Two-way ANOVA
What is the Two-way ANOVA?
The two-way ANOVA is a variance analysis which can test more than one independent (related) variable on their means, next to the testing of groups already discussed. This way it can test interaction effects between independent variables next to the main effects.
When do you use the Two-way ANOVA?
You'll have to use the Two-way ANOVA if you would like to compare two or more groups next to one ore more independent variable based on their means.
Example of a Two-way ANOVA
You want to test whether intelligent people score higher on a exam than less intelligent people based on hours of study. Because this is a two-way ANOVA you want to use groups, in this case: intelligence (high/low) and hours of study (much/little). It can by divided into more groups, but for this example we'll use 2 groups per independent variable. The two-way ANOVA enables us to examine whether the group 'intelligence high' scores higher on the exam in comparison to the group 'intelligence low'. Furthermore we can examine whether the score of the group 'hours of study high'
is higher than the score of 'hours of study low' and if there's an interaction effect between the two independent variables.
Next to that it will be tested for an interaction effect between intelligence and hours of study. In our example it can be possible that next to the main effects a student with higher intelligence can have more advantage with more hours of study.

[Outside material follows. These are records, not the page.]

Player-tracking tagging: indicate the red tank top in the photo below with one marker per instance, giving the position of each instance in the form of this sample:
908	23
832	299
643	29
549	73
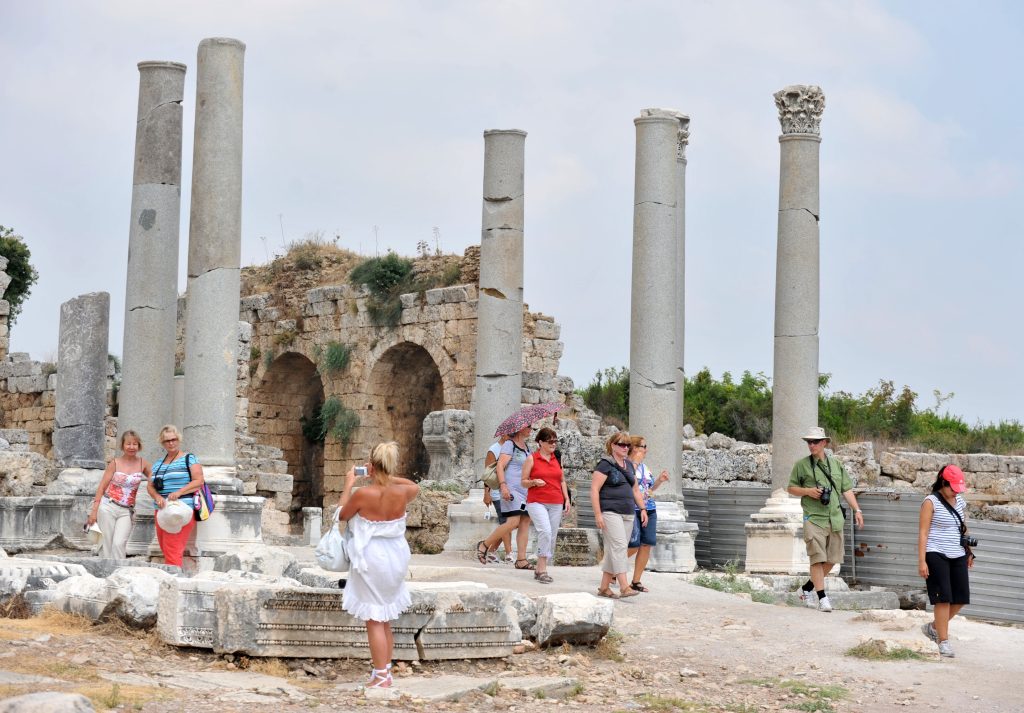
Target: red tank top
551	472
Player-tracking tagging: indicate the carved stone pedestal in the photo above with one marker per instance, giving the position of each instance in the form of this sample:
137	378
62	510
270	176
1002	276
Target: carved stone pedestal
470	521
674	551
775	538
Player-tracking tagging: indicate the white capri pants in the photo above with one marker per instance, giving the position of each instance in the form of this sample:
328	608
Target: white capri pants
616	536
546	518
116	523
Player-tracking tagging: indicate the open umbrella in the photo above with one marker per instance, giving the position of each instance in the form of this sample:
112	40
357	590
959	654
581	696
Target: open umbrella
526	416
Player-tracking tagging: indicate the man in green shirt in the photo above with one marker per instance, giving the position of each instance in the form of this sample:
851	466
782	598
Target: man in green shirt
811	478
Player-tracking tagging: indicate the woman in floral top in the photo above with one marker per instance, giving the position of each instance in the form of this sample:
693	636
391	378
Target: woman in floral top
644	536
114	506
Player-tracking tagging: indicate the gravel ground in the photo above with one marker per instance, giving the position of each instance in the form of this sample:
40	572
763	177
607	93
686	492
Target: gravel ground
676	647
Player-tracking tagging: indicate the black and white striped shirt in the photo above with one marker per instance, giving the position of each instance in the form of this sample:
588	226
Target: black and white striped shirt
943	536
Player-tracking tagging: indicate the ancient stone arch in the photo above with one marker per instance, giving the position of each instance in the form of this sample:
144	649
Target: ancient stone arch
401	386
289	395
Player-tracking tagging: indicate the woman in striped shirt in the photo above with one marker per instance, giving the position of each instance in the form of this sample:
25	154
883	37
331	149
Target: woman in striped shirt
942	560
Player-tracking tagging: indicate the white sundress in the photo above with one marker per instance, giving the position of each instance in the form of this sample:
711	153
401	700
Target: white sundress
379	561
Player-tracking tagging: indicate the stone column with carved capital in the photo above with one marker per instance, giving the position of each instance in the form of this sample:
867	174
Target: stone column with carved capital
653	329
152	292
214	255
774	536
682	139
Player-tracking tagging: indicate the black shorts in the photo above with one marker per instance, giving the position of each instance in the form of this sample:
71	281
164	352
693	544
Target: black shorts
947	580
498	508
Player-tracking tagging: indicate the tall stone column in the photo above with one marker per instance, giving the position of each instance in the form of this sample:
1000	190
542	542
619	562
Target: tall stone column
683	138
654	355
499	317
214	254
151	296
774	537
81	394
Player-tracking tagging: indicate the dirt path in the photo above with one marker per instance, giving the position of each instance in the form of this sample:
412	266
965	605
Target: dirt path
685	647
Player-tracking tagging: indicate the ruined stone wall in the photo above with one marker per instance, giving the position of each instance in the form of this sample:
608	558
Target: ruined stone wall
995	484
394	377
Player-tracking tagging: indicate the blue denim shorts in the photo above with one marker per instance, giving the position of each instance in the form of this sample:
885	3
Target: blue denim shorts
644	535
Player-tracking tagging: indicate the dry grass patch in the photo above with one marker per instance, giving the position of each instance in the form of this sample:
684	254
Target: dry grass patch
117	696
51	622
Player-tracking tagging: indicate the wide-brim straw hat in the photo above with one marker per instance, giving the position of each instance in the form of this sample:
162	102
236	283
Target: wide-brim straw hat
815	433
173	516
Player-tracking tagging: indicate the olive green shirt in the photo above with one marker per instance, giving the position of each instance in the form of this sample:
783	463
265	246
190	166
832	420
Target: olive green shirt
828	516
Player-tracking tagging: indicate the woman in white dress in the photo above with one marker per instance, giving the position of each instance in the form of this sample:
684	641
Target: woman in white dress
379	554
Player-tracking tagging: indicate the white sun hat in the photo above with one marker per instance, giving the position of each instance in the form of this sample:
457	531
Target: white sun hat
174	515
815	433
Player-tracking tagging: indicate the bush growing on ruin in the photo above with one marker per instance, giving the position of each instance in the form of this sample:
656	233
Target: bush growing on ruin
883	414
333	358
23	275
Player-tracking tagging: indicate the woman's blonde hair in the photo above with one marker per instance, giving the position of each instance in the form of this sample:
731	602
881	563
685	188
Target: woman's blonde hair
615	437
384	458
130	434
169	428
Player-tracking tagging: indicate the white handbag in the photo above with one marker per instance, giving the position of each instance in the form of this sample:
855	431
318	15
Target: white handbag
332	552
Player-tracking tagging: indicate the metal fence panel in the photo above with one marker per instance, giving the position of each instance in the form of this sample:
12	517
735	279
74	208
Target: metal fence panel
887	554
695	501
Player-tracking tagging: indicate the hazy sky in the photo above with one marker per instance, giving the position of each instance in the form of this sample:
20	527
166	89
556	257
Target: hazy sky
364	115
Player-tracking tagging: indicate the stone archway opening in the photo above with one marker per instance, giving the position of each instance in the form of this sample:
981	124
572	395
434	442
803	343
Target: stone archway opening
404	386
289	396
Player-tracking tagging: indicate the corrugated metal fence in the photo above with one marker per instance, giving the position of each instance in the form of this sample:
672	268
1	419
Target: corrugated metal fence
886	548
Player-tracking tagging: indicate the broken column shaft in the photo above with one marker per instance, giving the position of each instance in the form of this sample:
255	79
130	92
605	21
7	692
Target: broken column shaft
499	331
151	297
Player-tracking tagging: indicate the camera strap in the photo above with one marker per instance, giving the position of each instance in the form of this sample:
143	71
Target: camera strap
954	513
827	474
967	548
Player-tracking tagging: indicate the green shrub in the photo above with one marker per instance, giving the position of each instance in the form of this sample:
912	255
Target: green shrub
382	275
883	414
23	275
333	359
335	419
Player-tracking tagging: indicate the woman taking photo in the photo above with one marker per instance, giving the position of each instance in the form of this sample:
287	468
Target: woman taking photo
547	498
114	506
614	496
376	589
175	477
942	558
644	536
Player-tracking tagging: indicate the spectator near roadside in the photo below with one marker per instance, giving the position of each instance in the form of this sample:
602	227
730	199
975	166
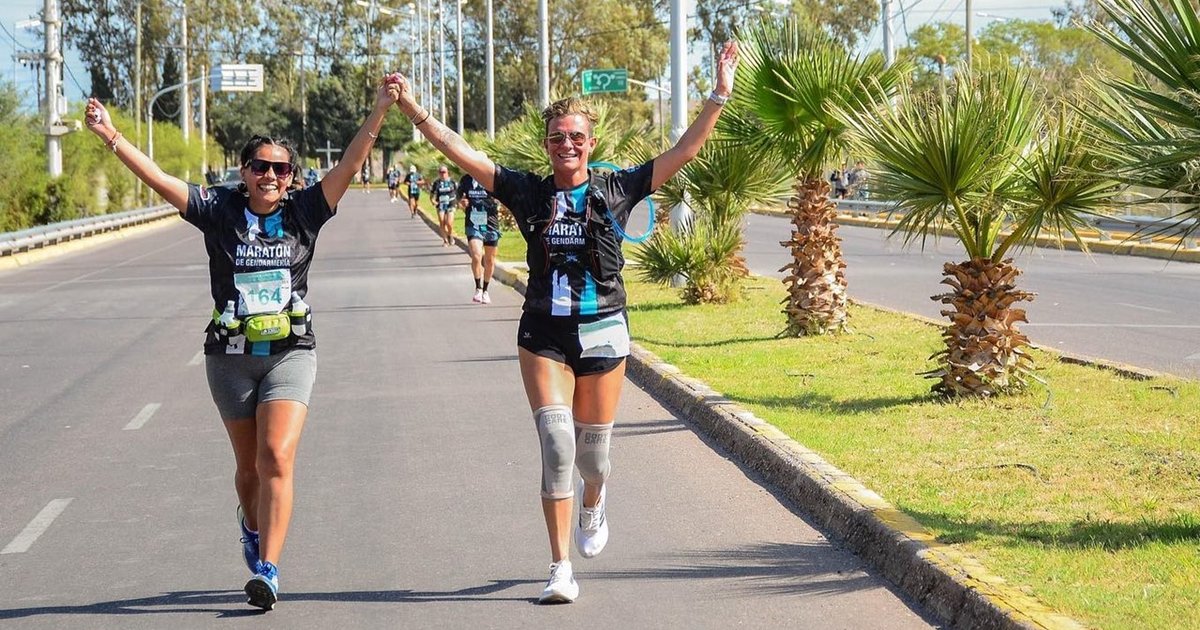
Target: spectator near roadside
859	181
839	181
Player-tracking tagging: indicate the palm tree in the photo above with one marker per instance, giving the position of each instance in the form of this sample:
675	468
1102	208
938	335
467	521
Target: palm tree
720	184
983	163
1152	121
789	84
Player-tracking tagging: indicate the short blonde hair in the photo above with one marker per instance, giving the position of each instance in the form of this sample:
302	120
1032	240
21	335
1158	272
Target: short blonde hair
567	107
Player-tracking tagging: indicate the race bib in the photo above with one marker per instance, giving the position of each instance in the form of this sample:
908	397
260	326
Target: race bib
605	339
264	292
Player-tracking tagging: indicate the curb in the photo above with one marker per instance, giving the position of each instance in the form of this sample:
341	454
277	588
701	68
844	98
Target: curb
948	583
85	243
1095	245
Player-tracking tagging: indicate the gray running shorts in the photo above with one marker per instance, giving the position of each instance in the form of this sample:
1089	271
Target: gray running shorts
240	382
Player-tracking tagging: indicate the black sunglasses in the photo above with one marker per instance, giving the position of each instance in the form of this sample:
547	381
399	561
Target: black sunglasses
576	137
259	167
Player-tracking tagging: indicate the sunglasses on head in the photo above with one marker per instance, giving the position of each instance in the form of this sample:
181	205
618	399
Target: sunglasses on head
259	167
576	137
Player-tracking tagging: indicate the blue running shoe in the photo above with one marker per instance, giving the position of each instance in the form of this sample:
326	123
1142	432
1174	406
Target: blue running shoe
249	543
263	589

The group with lower intelligence will improve their exam after many hours of study with an average of 1 point. The group with higher intelligence will improve their exam after many hours of study with 2 points, so 1 point higher than the low intelligence group. This 1 point higher in this example is the interaction effect. The main effect of hours of study is different for the two groups; this is called the interaction-effect.
*the main effects become more pure. If you would only look at intelligence (ANOVA or t-test) there would be a lot of noise of the fact whether a student did or didn't study for the exam. A less intelligent student who did study hard is easily able to score a point higher compared to the more intelligent student who hardly studied. When you would only look at intelligence you could say in this case there's no difference between the students, because you didn't have look at the independent variable 'hours of study'. This way the data become more pure.
What's important when considering the Two-way ANOVA?
The Two-way ANOVA is a strong statistical test which easily can be used to draw conclusions. The output of this test includes more tables which you first have to become acquainted with, which makes the interpretation a little hard at first. Bear in mind you're going to compare more than two 'cells' of group means, so you'll need sufficient respondents. Approximately 30 respondents per 'cell' will be sufficient in most cases (in our example that would be 4x30=120 respondents). A thesis based on Two-way ANOVA's will be statistically well built in general.